Но если кровать — не кровать, а пляж не пляж, тогда что же это такое? Когда я смотрю на горизонт, там даже вроде бы прорисовываются углы. А когда лежу на кровати, ее углы удаляются и расплываются, как горизонт.
С почтой тоже неразбериха. Вчера я просто положил письмо в чистый конверт и прямо так, без адреса, опустил в ящик. Утром письма там не было, а когда я сунул в ящик руку, стенки оказались сырые и липкие. Я осмотрел ящик — створка сзади была приоткрыта. Когда начинается прилив, письма уносит в море. Не знаю, доходят ли они до тебя… Памела?.. или вообще хоть до кого-нибудь?
Попробовал перетащить ящик подальше от моря. Оно тут же зашипело и плюнуло в меня, волна шлепнулась на ногу — черная, пенная, холодная, — и я отступил. Что ж, придется довериться местной системе связи.
С надеждой, что письмо скоро дойдет,
ты знаешь кто.
Мертвец идет на прогулку вдоль пляжа. Море соблюдает дистанцию, но отель все время остается на одном и том же расстоянии, будто идет за ним. Мертвец замечает, что волна отскакивает, когда он делает шаг к воде. Это хорошо. Не хочется мочить ноги. Интересно, если зайти в море, оно расступится перед ним, как перед тем библейским персонажем… перед Онаном?

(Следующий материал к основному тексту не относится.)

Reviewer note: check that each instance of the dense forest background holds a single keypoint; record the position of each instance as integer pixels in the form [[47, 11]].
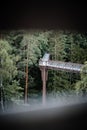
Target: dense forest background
[[21, 50]]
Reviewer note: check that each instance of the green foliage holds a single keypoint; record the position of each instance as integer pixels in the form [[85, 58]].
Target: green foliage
[[13, 91], [81, 86]]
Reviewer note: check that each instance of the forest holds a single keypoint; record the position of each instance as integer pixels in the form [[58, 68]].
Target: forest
[[20, 51]]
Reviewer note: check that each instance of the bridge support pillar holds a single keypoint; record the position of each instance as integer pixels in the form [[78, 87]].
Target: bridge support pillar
[[44, 75]]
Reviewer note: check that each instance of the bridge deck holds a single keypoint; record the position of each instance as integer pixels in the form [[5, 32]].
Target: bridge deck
[[60, 65]]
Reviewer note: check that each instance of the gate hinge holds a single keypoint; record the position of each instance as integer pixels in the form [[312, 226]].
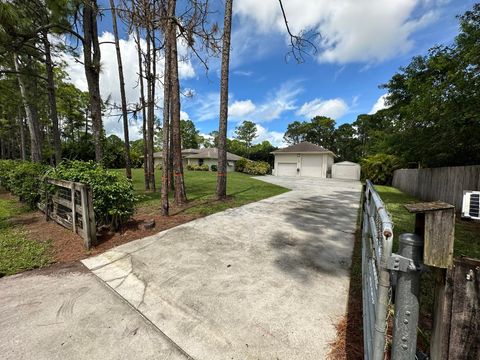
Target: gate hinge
[[400, 263]]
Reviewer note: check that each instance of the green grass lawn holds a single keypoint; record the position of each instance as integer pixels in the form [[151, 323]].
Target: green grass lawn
[[18, 252], [200, 188]]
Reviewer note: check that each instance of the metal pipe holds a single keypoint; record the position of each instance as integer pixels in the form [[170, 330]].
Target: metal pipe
[[407, 299]]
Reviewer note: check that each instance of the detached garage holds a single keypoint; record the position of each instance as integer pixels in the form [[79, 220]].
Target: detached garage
[[346, 170], [303, 159]]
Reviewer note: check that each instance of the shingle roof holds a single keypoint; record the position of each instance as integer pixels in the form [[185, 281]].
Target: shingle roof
[[212, 153], [159, 154], [303, 147]]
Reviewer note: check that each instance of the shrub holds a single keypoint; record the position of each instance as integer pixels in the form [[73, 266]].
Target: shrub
[[379, 168], [25, 181], [6, 166], [240, 164], [256, 168], [113, 196]]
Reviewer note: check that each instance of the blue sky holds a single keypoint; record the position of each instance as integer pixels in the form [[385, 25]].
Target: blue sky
[[363, 44]]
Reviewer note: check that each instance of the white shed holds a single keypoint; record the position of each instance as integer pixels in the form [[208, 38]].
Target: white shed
[[346, 170], [303, 159]]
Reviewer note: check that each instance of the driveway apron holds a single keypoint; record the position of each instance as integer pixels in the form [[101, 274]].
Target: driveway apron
[[267, 280]]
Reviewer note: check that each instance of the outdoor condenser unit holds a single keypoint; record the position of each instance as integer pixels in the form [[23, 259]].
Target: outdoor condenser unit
[[471, 205]]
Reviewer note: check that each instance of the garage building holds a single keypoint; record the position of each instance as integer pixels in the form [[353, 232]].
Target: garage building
[[303, 159]]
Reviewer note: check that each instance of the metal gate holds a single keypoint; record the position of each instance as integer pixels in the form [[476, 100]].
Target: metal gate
[[377, 238]]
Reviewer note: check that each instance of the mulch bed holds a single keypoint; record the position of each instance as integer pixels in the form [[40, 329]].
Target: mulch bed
[[68, 247]]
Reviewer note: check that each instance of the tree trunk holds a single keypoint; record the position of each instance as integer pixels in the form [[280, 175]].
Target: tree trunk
[[91, 52], [171, 181], [21, 127], [128, 166], [150, 111], [180, 195], [166, 128], [151, 120], [32, 119], [52, 98], [222, 128], [144, 115]]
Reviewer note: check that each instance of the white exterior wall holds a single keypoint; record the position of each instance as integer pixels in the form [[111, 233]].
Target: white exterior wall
[[211, 162], [311, 165]]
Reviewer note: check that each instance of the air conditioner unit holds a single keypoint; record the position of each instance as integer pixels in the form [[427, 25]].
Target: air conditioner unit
[[471, 205]]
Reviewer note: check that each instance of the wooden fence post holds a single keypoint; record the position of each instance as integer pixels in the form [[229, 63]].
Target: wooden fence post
[[74, 212], [435, 222]]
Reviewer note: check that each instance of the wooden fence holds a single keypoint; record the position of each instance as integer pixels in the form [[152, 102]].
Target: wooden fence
[[70, 204], [462, 320], [444, 184]]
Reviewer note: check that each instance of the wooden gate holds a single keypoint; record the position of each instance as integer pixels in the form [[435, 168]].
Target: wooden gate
[[70, 204]]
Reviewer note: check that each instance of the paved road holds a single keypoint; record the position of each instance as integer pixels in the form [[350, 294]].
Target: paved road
[[68, 313], [264, 281]]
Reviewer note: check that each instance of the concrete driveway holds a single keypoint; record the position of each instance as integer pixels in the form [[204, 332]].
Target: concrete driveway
[[267, 280]]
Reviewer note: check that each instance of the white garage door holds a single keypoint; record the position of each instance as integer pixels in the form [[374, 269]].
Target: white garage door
[[287, 169], [313, 165]]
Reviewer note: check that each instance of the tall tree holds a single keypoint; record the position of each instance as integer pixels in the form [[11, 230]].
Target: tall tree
[[128, 167], [180, 195], [32, 115], [246, 132], [221, 191], [142, 105], [92, 56], [167, 89]]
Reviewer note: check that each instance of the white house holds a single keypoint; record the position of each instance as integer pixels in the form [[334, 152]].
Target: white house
[[303, 159], [206, 156], [209, 156]]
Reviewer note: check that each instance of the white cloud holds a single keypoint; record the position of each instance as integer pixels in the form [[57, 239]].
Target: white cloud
[[241, 108], [333, 108], [351, 30], [274, 137], [379, 104], [109, 82], [281, 100], [206, 106]]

На нем один из лучших костюмов, тот, что он надевал на собеседования и на свадьбы. Наверно, он умер в этом костюме, или жена похоронила его в нем. Мертвец носит его с тех пор, как проснулся на острове — растрепанный и вспотевший; пиджак, рубашка, брюки были так измяты, словно он ходил в них уже несколько дней. Он снимает одежду и обувь только у себя в комнате. Когда выходит, надевает опять. Сейчас он идет прогуляться по пляжу. На брюках расстегнулась молния.

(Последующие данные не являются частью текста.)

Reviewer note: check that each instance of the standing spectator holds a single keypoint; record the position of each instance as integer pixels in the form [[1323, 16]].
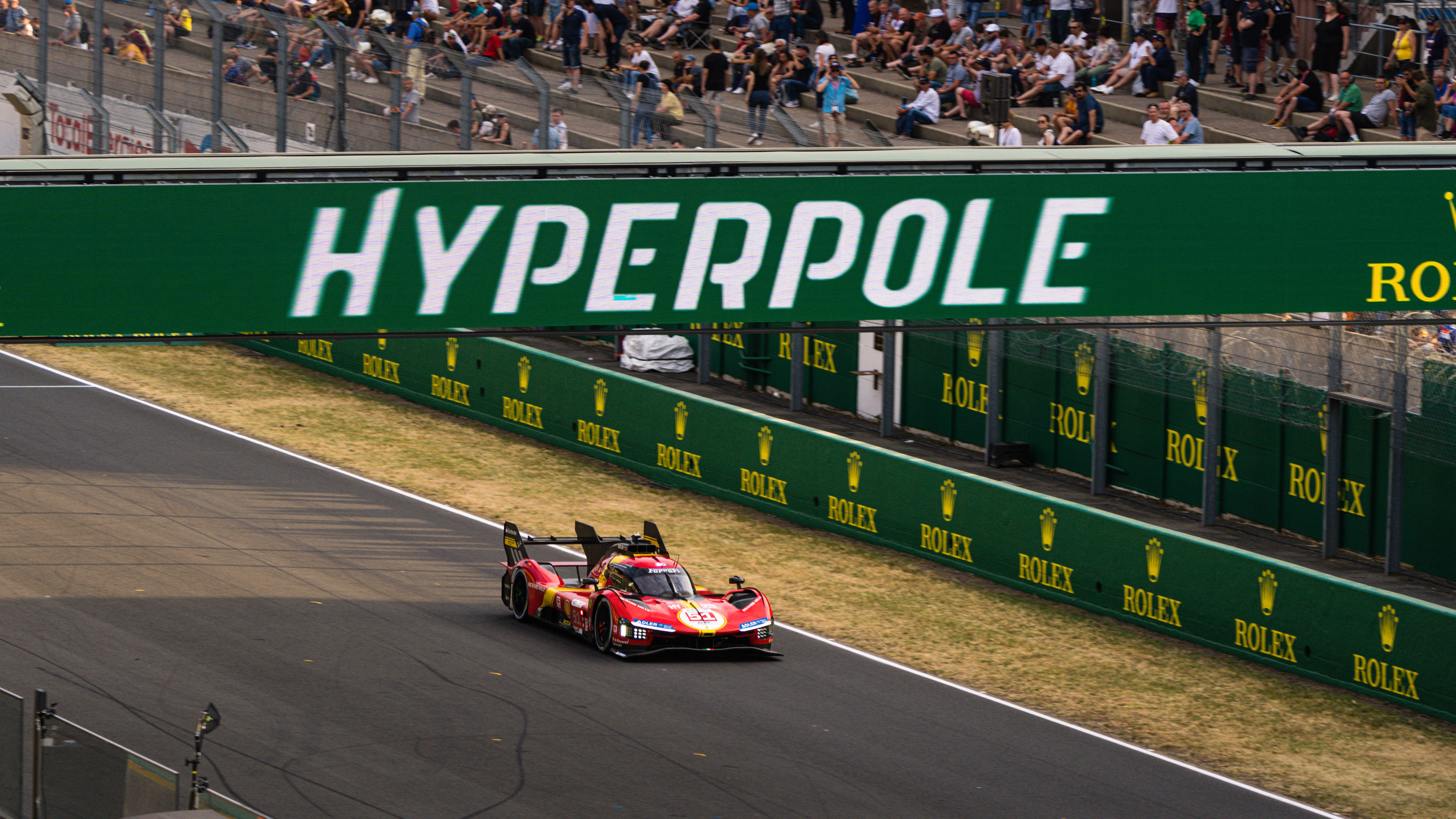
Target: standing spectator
[[1282, 40], [70, 27], [924, 110], [1403, 49], [1159, 70], [1331, 43], [1302, 94], [1190, 131], [1186, 92], [1008, 136], [1058, 21], [1197, 43], [1157, 131], [835, 91], [1254, 21], [758, 97], [570, 24]]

Мелкие волны шлепаются на песок рядом с мертвецом. Чуть дальше, в стеклянных черных стенах больших волн, под каждым пенным гребешком видны зубы. Он прошел уже порядочное расстояние, время от времени останавливаясь передохнуть. Усталость теперь быстро одолевает его. Следующая дюна, еще одна, он держит направление. Плечи поникли, голова клонится на грудь. Когда небо начинает менять цвет, мертвец оборачивается. Отель стоит прямо у него за спиной. Это уже совершенно не удивляет. Пока он шел, все время казалось, что за следующей дюной его кто-то ждет. Может быть, жена, надеется он, — но с другой стороны, если это жена, то она тоже должна была умереть, а если бы она умерла, он вспомнил бы, как ее зовут.

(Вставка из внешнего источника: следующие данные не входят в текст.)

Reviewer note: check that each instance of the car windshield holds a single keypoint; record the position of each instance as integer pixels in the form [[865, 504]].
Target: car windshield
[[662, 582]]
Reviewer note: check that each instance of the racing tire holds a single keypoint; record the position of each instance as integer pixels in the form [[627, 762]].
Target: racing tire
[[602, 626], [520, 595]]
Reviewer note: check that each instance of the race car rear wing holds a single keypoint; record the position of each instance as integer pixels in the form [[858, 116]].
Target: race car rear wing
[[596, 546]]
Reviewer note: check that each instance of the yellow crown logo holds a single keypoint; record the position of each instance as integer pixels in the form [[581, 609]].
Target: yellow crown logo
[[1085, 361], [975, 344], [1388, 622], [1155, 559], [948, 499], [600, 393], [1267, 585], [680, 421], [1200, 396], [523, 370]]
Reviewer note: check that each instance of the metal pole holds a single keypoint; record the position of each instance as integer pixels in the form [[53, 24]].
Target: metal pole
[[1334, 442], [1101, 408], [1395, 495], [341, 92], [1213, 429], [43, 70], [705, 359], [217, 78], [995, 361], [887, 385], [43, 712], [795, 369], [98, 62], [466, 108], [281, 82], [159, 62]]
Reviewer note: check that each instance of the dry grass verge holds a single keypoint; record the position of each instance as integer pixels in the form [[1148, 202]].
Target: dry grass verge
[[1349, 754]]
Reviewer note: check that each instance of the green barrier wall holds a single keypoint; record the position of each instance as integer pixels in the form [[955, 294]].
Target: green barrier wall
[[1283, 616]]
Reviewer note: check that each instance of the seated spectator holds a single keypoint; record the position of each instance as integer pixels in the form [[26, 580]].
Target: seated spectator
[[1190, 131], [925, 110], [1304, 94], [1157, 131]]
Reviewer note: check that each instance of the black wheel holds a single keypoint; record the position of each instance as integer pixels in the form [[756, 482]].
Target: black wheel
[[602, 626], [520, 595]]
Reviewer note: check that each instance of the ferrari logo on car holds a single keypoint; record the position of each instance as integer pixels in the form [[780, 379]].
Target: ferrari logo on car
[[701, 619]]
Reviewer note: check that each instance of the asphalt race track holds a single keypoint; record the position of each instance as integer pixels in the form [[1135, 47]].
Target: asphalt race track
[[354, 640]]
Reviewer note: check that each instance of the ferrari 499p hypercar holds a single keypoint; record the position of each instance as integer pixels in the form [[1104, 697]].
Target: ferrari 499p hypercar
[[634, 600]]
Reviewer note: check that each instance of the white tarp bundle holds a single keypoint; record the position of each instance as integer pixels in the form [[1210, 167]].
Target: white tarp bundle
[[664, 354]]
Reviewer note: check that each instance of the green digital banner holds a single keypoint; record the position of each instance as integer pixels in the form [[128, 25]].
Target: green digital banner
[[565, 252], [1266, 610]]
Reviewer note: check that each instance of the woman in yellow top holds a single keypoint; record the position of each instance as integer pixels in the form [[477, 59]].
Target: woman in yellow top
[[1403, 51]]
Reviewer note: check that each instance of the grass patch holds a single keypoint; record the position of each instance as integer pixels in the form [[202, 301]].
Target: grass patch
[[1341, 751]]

Дорогая… Матильда? Айви? Алисия?
Представляю, как мои письма плывут к тебе по этим зубастым волнам, плывут, как белые кораблики. Милая моя читательница… Берил?.. Ферн?.. наверно, ты удивляешься, почему же я так уверен, что мои письма доходят до тебя. Тебя всегда раздражало, что я слишком многое принимаю на веру. Но я знаю, что ты читаешь эти строки — точно так же как знаю, что мертв, хотя гуляю по пляжу и дышу (когда не забываю дышать). Я уверен, что письма до тебя доходят, помятые, промокшие, но читаемые. Если бы они приходили обычной почтой, ты скорее всего не поверила бы, что они от меня.